Deutsch von Gabriele Haefs
5D, 1H

UA: 01.05.2009, Aarhus Teater, Aarhus
frei zur DSE

Das tägliche Brot mit dem eigenem Fleisch verdienen – in Christian Lollikes neuestem Stück dreht sich alles um die käufliche "Liebe" und drehen sich alle Beteiligten auf einem Fleischkarussell. Da juchzt der eine vor Freude auf diesem sexuellen Höhenflug, und dem anderen wird vor Heftigkeit schwindelig und übel. Zu einer Hure gehe er, sagt ein Kunde, um all das zu tun, was er sich bei seiner Frau nicht traut.

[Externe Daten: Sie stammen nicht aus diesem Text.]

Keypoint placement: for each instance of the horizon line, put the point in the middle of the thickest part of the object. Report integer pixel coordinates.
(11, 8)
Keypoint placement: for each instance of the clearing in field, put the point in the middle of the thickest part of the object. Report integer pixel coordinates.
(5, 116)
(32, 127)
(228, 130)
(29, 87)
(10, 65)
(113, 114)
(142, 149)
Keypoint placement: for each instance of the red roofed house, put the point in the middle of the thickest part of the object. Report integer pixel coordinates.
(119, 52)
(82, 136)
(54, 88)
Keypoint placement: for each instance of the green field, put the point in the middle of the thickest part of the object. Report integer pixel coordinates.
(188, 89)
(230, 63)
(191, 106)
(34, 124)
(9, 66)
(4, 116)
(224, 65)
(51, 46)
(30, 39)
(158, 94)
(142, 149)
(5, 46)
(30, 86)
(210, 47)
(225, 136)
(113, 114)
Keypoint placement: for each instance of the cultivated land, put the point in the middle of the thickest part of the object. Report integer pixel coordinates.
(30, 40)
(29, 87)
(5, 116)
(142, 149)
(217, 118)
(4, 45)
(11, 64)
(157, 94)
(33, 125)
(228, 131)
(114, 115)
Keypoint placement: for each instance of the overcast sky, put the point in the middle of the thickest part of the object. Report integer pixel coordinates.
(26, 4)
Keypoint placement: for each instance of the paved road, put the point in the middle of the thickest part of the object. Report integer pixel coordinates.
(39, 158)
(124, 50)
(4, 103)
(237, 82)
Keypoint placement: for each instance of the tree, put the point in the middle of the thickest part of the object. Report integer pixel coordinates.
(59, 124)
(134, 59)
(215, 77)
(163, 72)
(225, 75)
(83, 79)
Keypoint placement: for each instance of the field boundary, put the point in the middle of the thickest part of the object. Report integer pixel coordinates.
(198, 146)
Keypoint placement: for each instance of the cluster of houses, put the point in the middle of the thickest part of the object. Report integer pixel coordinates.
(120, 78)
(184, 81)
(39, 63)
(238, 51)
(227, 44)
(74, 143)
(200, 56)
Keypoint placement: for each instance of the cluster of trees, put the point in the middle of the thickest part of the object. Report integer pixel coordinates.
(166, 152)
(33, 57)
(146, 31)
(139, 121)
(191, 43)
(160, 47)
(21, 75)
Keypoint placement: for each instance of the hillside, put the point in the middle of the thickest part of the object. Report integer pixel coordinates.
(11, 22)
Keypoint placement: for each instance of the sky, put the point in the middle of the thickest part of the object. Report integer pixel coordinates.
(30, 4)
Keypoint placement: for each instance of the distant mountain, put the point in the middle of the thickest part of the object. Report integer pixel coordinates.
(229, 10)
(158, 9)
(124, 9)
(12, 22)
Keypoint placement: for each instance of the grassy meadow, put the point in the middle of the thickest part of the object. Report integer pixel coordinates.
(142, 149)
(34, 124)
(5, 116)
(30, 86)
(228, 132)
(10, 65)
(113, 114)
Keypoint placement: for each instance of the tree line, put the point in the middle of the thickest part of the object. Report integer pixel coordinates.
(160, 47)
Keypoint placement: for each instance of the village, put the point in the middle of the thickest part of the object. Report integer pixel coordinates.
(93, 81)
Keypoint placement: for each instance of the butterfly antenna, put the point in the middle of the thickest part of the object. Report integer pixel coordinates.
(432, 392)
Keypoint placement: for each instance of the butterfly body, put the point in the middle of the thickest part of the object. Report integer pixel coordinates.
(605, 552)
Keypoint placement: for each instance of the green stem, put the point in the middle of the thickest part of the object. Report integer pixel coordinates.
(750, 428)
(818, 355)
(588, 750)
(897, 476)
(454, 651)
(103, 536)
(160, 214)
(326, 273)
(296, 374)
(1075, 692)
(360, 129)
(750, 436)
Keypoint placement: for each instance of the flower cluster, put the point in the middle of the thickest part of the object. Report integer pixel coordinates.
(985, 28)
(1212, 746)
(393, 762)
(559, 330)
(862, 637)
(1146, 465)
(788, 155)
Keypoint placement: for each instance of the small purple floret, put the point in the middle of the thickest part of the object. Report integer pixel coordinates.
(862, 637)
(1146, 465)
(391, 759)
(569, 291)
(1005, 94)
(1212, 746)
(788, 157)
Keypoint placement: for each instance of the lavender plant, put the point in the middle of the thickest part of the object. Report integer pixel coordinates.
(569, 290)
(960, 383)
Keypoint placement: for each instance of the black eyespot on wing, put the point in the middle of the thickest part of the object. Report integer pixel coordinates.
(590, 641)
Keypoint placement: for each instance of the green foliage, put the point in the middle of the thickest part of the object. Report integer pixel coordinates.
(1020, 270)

Ein anderer will nur mit einem anderen Menschen nackt unter einer Decke liegen. Auch die Prostituierten sind getrieben von Sehnsüchten. Die meisten von ihnen wollen ein ganz normales Leben: Geld verdienen, in Würde arbeiten, Verständnis. Die Gründe, sich zu prostituieren, sind verschieden: Es fehlt die Alternative, es lockt das schnelle Geld oder - ja, tatsächlich – die Arbeit macht Spaß! Doch ihr Broterwerb genießt einen schlechten Ruf und Liebespartner tun sich schwer, die Tätigkeit als Beruf zu akzeptieren. Dazu kommen bizarre Vorlieben und psychische Abnormitäten der Kunden. Ständig konfrontiert mit existentiellen und extremen Situationen, mit Sehnsucht und Verzweiflung, lassen die Frauen in dem Stück tief blicken. Sie gewähren Einblicke in das Auf und Ab ihres Gefühls- und Berufslebens, in das Für und Wider menschlichen Begehrens und in das kreisende Immer-Weiter des Karussells der fleischlichen Gelüste.

Lollike ist mit Fleischkarussell ein vielseitiges, klischee- und vorurteilsfreies Stück über das „älteste Gewerbe der Welt“ gelungen. Der Autor erteilt fünf Prostituierten und einem Kunden das Wort. Sensibel verknüpft er die persönlichen Biografien und Dialoge, in denen es emotional zur Sache geht, mit offenherzigen Tatsachenberichten. So entsteht ein Kaleidoskop an Schlaglichtern, ein szenisches Karussell, das bei jeder Umdrehung einen neuen Aspekt des Spagats zwischen Abseitigkeit und Normalität offenbart. Formal gelingt Lollike ein locker geknüpftes Gewebe aus Realitätssplittern, Fiktion und Zukunftsbildern.